15 Nisan Dünya Sanat Günü ve Turizm Haftasında ne bakanlık, ne meslek örgütleri ne de STK’lardan herhangi bir açıklama ve sektörü motive edecek bir kelime duyulmadı. Belli ki sözün bittiği noktadayız. Turizmciler kendi aralarında morallerini yüksek tutmaya çalışıyorlar. Elbette bugünler geçecek, arı gibi çalışmaya ve kazanmaya başlayacağımız zamanlar gelecektir. Ama sektör bu zor günlerde yaşadıklarından ciddi bir ders çıkarmalı diye düşünüyorum. Örneğin dün ciddi bir özeleştiri yaptım kendi kendime. Yıllarca korktuk, sustuk, renk vermedik şimdi bedelini ödüyoruz. Tam da budur durum. Bu konuda turizmcilerin çok yol almaları gerekiyor. Muzsuzluktan mutlu olma yollarını bulmamız gerek.

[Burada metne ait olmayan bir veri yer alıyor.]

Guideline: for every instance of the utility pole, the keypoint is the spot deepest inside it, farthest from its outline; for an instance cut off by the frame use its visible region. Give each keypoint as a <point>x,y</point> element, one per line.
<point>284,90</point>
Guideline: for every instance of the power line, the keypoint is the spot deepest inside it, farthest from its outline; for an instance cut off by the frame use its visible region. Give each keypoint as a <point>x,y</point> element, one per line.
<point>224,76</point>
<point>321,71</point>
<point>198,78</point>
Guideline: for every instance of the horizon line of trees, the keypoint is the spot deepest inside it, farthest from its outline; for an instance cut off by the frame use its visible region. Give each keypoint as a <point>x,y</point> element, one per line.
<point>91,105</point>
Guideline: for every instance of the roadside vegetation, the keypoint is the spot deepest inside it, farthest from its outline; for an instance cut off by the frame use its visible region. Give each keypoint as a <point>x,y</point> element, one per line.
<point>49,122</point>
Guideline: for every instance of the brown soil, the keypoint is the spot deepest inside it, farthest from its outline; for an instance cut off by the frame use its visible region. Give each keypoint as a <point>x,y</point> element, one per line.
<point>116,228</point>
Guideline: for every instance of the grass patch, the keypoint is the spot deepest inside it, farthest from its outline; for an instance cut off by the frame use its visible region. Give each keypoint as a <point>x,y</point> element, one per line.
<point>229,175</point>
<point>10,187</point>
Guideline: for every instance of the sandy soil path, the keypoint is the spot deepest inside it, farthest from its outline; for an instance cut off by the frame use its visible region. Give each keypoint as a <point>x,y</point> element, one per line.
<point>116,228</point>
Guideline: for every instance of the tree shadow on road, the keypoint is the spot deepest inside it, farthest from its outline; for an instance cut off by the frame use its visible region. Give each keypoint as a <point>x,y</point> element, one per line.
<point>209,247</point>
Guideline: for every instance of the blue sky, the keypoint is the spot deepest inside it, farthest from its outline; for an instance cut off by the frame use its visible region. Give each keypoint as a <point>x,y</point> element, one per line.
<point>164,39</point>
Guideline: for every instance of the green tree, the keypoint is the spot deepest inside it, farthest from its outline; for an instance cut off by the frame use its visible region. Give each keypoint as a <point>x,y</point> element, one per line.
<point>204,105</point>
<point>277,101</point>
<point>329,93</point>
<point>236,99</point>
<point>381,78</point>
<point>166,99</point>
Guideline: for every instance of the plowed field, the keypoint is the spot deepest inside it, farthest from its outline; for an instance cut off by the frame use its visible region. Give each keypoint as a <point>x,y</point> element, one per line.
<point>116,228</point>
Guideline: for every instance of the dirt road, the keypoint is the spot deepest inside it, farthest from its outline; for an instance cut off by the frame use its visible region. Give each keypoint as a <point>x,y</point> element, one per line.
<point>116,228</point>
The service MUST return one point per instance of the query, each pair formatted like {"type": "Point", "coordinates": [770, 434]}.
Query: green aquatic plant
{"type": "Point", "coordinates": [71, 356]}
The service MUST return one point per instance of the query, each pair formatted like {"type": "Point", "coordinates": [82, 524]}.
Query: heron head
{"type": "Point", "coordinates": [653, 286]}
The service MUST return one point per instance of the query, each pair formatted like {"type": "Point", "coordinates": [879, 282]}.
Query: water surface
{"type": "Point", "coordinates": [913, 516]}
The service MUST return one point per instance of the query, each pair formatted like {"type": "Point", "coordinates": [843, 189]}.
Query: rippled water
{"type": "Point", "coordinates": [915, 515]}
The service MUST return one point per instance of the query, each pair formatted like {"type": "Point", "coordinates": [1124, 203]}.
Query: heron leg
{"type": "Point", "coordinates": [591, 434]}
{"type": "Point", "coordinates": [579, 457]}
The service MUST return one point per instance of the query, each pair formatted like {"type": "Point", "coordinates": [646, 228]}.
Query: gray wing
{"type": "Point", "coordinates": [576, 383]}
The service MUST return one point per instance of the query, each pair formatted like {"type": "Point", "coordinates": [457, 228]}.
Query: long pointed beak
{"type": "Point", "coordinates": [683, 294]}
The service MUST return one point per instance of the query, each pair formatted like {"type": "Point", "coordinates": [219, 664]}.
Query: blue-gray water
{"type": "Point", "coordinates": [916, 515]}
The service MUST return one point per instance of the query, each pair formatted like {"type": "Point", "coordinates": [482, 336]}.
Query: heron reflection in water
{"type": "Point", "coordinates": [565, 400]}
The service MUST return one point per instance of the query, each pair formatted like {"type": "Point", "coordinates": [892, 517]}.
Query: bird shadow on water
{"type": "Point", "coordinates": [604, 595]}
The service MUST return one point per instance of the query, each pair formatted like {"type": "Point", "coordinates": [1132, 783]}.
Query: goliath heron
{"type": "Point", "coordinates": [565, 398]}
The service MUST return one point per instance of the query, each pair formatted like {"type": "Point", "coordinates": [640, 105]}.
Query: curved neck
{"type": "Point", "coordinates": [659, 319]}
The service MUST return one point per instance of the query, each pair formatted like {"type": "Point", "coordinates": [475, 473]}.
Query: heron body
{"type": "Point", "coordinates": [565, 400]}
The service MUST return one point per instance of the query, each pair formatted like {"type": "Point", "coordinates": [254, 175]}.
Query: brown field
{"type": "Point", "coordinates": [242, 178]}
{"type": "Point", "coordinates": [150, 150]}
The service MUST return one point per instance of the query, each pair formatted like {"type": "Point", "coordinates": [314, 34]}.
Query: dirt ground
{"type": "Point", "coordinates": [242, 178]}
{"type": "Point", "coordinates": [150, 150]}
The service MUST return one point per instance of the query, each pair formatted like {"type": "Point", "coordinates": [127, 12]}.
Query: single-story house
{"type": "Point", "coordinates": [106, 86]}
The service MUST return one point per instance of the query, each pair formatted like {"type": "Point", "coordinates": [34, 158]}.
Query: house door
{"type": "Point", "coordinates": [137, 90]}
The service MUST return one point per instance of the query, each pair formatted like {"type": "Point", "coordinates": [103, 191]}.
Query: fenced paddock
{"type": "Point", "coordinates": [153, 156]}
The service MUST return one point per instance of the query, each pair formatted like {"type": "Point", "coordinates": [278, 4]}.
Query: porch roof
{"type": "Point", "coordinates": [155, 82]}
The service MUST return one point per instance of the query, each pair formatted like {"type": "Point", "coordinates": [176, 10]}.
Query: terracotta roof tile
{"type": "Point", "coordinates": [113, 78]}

SONUÇ: Aslında daima hatırlamamız gereken şey mutsuzluğun da mutluluk gibi bizim bir duygumuz olduğu gerçeğidir. Bütün duygularımızı yani mutsuzluğumuzu, mutluluğumuzu kucaklama cesaretiniz gösterebilmektir. Yadsımak yerine sahiplenmenin bizi gerçek mutluluğa götüren bir yol olduğunu da bilmemiz gerekir. Mutsuzluğumuzun sebebi nelere sahip olduğumuz, ne kadar başarılı olduğumuz, toplumda kabul görüp görmediğimiz ya da bütün bunlar olurken başımıza ne geldiği değildir. Mutluluğumuzun da mutsuzluğumuzun da bütün kaynağı bizleriz. Bu nedenle referans noktamız kendimiz olmadıkça mutlu olamamız mutlu olma kapasitemizin meselesidir. Her reçete veriyorum diyen kişiye inanmamak gerekir. Mutsuzluklarımızı öncelikle Rabbimize sonra kendimize güvenerek yenebiliriz. Mutlak mutluluğumuza öncelikle kendimizi severek ulaşabiliriz. Kendimizi sevelim ve kendimize değer verelim.